- Church: Evangelical Lutheran Church of Latvia
- Archdiocese: Riga
- See: Riga
- Elected: 22 February 1969
- In office: 1969–1985
- Predecessor: Gustavs Tūrs
- Successor: Ēriks Mesters

Orders
- Ordination: 9 June 1943
- Consecration: 14 September 1969 by Sven Danell

Personal details
- Born: 21 February 1911 Kaluga, Russian Empire
- Died: 19 August 1985 (aged 74) Riga, Latvian SSR
- Occupation: Archbishop

= Jānis Matulis =

Lutheran bishop in Latvia (1911–1985)

Jānis Matulis (21 February 1911 – 19 August 1985) was a Latvian prelate of the Evangelical Lutheran Church of Latvia and Archbishop of Riga from 1969 to 1985.

==Biography==
Matulis was born on 21 February 1911 in Kaluga, in the Russian Empire in present-day Russia, to a family of servants. In 1919, he attended school in Latvia. In 1925, he graduated from elementary school and passed the competition at the Riga Teachers' Institute and graduated in 1930. From 1932 to 1936 he worked in several schools in Riga, studying at the Department of Mathematics at the University of Latvia in the Department of Natural Sciences. From 1936 to 1943 he studied theology on a scale cum laude, by the Faculty work "Kāds EVED-JAHVE problēmas atrisinājuma mēģinājums".
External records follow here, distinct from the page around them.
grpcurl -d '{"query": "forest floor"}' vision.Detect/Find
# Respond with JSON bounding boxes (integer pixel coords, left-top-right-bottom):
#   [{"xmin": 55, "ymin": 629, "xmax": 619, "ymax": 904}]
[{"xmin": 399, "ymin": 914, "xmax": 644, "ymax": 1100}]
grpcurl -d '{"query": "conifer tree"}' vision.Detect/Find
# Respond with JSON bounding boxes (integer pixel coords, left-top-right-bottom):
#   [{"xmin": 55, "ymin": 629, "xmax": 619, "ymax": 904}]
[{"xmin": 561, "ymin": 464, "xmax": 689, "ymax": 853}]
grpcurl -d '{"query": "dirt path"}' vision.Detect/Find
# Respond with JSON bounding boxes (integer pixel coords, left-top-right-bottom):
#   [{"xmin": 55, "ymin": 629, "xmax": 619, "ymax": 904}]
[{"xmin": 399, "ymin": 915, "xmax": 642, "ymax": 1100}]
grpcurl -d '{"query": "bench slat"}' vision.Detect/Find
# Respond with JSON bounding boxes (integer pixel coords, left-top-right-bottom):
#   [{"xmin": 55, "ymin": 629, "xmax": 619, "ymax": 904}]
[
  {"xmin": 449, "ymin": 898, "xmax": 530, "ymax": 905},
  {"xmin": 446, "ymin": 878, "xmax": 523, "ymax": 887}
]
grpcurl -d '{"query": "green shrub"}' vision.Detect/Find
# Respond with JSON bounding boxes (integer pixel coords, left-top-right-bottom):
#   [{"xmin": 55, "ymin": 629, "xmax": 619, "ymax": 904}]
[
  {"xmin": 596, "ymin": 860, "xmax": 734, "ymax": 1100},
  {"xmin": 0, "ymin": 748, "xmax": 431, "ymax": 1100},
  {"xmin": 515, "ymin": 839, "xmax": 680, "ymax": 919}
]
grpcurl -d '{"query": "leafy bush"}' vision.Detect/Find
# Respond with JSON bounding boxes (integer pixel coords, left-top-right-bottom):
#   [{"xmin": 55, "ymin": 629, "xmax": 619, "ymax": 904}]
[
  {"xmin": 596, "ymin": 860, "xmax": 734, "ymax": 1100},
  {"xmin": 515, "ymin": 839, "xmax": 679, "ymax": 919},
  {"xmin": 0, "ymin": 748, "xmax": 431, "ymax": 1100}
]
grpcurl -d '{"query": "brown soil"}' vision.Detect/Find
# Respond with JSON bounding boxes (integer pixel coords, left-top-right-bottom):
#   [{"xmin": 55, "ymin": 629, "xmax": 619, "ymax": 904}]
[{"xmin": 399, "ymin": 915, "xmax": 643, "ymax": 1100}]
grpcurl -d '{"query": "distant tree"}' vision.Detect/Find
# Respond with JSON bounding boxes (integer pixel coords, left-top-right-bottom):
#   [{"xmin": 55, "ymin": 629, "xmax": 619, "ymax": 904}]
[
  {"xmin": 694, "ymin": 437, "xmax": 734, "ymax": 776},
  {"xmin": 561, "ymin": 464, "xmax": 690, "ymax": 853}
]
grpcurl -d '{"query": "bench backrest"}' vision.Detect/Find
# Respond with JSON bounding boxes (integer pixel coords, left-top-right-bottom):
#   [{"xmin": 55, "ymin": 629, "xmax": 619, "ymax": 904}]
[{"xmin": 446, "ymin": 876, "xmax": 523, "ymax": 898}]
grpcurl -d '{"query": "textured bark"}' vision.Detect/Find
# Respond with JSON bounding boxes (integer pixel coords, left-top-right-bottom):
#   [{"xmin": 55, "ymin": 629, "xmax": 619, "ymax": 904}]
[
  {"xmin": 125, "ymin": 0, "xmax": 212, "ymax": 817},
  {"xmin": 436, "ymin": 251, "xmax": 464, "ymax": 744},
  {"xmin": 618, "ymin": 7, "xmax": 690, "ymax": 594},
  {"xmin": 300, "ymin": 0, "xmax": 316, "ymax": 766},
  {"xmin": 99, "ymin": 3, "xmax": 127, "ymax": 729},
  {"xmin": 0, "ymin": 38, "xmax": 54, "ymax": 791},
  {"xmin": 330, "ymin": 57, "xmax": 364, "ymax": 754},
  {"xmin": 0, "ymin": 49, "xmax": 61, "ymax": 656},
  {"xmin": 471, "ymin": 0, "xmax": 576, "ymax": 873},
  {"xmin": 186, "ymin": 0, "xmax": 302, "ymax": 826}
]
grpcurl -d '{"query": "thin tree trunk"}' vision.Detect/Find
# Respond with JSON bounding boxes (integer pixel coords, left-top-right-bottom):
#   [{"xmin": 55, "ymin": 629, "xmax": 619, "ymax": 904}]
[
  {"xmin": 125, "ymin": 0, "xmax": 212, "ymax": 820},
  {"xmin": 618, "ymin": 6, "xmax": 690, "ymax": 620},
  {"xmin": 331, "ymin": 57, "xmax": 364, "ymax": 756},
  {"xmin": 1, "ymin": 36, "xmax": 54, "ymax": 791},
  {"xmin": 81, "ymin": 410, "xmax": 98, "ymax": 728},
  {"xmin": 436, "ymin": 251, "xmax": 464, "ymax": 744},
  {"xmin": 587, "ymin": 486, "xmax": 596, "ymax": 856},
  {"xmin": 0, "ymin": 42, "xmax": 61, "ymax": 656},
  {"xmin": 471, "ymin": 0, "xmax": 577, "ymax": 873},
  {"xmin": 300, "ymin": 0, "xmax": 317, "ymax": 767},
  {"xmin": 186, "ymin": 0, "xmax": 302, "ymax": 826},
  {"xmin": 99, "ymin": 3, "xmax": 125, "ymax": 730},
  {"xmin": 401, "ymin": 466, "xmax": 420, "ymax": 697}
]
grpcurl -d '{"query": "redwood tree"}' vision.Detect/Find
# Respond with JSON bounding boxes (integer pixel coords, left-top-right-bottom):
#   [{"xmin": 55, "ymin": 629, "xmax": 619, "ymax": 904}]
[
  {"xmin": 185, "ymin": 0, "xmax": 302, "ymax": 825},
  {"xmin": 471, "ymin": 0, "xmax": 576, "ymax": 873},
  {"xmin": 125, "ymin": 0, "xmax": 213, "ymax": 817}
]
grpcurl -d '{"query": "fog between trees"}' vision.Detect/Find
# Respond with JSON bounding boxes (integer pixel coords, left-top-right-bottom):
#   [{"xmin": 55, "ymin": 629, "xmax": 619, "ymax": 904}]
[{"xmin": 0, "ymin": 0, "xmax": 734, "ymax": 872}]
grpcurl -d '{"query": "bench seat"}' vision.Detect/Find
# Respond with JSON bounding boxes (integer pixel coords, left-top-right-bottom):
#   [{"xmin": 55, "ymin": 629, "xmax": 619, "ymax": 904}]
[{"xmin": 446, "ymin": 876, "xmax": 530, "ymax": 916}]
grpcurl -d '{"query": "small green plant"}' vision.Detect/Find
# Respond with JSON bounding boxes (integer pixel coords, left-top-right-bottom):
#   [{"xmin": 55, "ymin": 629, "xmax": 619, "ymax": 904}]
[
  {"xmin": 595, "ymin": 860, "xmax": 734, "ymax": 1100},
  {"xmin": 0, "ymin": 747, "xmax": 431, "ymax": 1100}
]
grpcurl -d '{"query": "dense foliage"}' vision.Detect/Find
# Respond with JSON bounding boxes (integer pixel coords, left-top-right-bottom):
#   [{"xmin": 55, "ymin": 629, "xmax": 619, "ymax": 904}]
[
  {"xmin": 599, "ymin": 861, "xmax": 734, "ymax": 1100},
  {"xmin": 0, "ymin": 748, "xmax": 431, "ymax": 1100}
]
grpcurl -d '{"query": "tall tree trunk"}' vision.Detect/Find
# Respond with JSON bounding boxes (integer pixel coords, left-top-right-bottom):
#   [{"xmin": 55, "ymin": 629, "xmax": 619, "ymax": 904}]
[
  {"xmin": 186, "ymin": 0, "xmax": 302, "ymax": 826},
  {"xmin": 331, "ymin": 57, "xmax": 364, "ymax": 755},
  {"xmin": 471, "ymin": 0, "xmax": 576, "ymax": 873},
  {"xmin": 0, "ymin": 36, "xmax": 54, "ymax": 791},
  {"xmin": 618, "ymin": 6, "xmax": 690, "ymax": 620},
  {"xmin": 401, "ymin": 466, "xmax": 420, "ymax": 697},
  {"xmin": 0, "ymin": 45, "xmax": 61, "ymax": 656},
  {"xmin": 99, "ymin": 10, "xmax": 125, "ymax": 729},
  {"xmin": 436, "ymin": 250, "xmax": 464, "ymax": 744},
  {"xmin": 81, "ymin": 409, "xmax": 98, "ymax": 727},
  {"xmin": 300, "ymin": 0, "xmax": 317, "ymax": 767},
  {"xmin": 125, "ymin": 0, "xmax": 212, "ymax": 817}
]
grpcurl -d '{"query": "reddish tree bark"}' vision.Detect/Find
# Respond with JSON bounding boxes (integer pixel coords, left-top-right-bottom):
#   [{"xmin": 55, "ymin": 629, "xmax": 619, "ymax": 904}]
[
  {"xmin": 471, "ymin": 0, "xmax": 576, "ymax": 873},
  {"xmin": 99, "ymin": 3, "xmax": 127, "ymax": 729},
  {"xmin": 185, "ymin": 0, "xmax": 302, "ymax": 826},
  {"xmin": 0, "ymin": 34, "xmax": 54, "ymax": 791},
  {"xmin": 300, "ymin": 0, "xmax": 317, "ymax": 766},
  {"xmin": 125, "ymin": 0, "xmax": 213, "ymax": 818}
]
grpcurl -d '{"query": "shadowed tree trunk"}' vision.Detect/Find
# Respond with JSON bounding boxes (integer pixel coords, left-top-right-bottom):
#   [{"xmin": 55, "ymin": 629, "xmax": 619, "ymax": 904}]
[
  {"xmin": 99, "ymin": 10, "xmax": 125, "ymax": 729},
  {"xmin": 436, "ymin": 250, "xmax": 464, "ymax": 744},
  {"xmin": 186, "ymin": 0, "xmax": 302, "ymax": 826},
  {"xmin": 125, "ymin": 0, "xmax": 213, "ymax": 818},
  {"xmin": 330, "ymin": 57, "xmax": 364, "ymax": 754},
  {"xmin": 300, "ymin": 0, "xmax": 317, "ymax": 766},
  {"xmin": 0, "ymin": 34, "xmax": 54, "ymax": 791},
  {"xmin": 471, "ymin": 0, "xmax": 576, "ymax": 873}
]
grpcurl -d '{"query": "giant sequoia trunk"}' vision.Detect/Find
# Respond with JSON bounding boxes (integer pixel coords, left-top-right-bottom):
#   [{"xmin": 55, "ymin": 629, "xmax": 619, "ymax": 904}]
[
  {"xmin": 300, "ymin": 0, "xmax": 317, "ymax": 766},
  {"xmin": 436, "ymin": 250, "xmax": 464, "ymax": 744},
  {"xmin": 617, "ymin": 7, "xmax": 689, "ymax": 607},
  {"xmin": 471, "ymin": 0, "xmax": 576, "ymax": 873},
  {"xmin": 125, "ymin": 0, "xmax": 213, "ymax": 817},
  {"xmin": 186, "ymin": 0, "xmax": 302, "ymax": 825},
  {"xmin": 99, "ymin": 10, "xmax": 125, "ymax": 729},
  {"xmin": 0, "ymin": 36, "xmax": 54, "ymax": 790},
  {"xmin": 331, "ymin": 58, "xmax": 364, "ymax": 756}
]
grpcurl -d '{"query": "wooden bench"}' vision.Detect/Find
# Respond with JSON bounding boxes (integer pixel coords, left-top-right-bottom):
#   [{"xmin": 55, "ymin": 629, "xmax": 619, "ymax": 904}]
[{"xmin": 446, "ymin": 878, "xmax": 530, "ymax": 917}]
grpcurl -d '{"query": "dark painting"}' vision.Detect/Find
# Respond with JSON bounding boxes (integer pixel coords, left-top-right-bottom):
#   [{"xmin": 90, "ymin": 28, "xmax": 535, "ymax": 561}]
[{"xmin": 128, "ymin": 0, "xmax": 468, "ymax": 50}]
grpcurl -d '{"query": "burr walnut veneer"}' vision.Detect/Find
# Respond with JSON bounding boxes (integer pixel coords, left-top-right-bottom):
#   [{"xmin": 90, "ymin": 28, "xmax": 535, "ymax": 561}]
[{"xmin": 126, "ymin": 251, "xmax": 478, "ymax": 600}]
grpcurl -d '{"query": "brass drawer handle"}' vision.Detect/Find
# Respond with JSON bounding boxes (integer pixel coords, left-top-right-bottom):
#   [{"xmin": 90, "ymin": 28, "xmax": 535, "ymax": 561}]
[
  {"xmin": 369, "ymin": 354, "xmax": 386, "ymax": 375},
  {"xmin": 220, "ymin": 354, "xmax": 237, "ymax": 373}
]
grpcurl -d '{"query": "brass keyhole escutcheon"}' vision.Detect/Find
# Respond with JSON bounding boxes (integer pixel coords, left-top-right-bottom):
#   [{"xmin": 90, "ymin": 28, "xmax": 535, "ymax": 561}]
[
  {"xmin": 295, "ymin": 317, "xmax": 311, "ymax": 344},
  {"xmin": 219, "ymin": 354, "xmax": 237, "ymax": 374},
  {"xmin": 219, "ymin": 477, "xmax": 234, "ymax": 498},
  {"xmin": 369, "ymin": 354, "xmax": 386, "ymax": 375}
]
On 9 June 1943 he was ordained in St John's church. In 1944 Matulis became the parish priest of Kandava church. In 1946 he was transferred to Talsi where he remained for 22 years. In 1965, Archbishop Gustavs Tūrs gave him the title of superintendent. On 22 February 1969, during an Extraordinary General Synod of the Evangelical Lutheran Church after the death of Archbishop Elect Pēteris Kleperis, Matulis was elected as Archbishop of Riga and the Evangelical Lutheran Church of Latvia. Sven Danell, the Bishop of Skara in Sweden, consecrated him on 14 September 1969 and consequently restored the apostolic succession in the Latvian church. Mutalis received the staff of the first bishop of restored Archbishopric of Riga, Kārļa Irbes. On 3 June 1972 Mutalis lost his wife Margarita. He was awarded two theological doctorate "honora causa" (honorary doctorate) degrees – in 1973 from the Budapest Theological Academy and in 1980 – University of Erlangen. Archbishop Mutalis is mostly remembered for his decision to ordain women to the priesthood in the Church of Latvia in 1975. This decision was reversed in 2016 by the current archbishop, Jānis Vanags. Archbishop Jānis Matulis died on 19 August 1985.